It is also instructive to see that the anti-reflection coating 40 by itself on the high E cell 20, represented by the trace 52 in FIG. 2 (i.e., with no back surface reflector 42 or dielectric spacer 44), is virtually congruent with the trace 50 in wavelengths shorter than 870 nm, whereas the reflectance of the subcells 22, 24 alone, represented by the trace 54 (i.e., without the anti-reflection coating 40, back surface reflector 42, or dielectric spacer 44), is substantially higher than the reflectance of the high E cell 20 with the anti-reflection coating 40. This distinction indicates that the anti-reflection coating used for the dual purpose optical coating 40, which is designed and modeled with the subcells 22, 24 for maximizing transmittance and minimizing reflectance of those shorter wavelengths into the high E cell 20, is primarily responsible for the almost unity, i.e., 100 percent, transmission of incident light wavelengths shorter than about 870 nm into the high E cell 20.
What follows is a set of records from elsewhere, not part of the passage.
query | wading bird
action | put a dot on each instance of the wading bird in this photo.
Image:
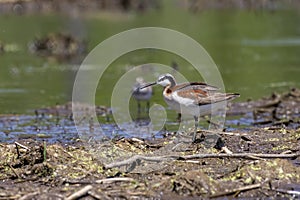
(141, 94)
(192, 98)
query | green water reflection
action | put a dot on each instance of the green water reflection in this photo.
(257, 52)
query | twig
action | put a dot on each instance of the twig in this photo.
(95, 196)
(21, 145)
(80, 193)
(111, 180)
(14, 171)
(241, 189)
(240, 155)
(292, 192)
(138, 158)
(223, 133)
(29, 195)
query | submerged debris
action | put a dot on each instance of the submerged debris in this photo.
(262, 161)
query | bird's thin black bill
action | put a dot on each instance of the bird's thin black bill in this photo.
(147, 85)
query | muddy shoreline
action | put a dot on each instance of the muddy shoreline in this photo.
(265, 162)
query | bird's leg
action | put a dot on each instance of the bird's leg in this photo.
(148, 106)
(196, 127)
(179, 118)
(139, 107)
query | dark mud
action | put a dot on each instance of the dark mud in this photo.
(265, 162)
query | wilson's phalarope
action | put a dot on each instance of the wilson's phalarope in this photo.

However, in wavelengths longer than 870 nm, the reflectance of the anti-reflection coating 40 alone on the high E cell 20 (i.e., without the BSR 42 and dielectric spacer 44), represented by the trace 52, increases substantially, which shows that it does reflect a significant proportion, approximately 30 to 40 percent on average in this example, of the light L that is longer wavelength than 870 nm. This amount of the longer wavelength light reflected at the surface 48 by the dual purpose optical coating 40 is significant because that reflected light never gets into or is exposed to the loss causalities in the high E cell 20, which include, but are not limited to, an abundance of free charge carriers (electrons and holes) in the subcells 22, 24, that may cause a certain amount of low energy absorption. Such absorption of light that is lower energy than the bandgap of the semiconductor material may cause that energy to be thermalized to heat. Therefore, the reflectance of at least some of the longer wavelength light L by the dual purpose optical coating 40 to the low E cell 30 avoids at least some of that energy from being absorbed in the high E cell 20 and dissipated as heat, thus reducing losses and adding a marginal increase in energy conversion efficiency that contributes along with other improvements to the overall efficiency and performance of the split spectrum converter assembly 10.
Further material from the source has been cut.